The superconducting diode effect (SDE) - the asymmetry of critical currents with respect to current direction - is a pivotal advancement in non-reciprocal superconductivity. While SDE has been realized in diverse systems, a fundamental challenge remains achieving field-free operation in iron-based superconductors with simple device geometries. Here, we report a non-volatile, field-free SDE in thin crystalline FeTe$_{0.55}$Se$_{0.45}$(FTS), showing asymmetric critical currents with a rectification coefficient of 1.9% and operating temperatures up to 9 K. Intriguingly, a pronounced non-zero second harmonic resistance emerges at the superconducting transition, exhibiting a sign reversal under varying current and temperature.
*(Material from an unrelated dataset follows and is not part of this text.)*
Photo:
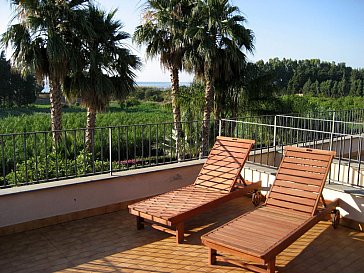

The SDE persists at zero magnetic field and the rectification coefficient($\eta$) exhibits an even symmetric dependence on the magnetic field, distinguishing it from magnetic chirality anisotropy mechanisms. In addition to this, we systematically ruled out influences from dynamic superconducting domains, thermal gradients, and sample geometry, while establishing that localized stress amplifies the rectification coefficient, likely constituting one of the principal contributing factors. These results establish FTS as a robust platform for realizing field-free superconducting diodes in a structurally simple platform.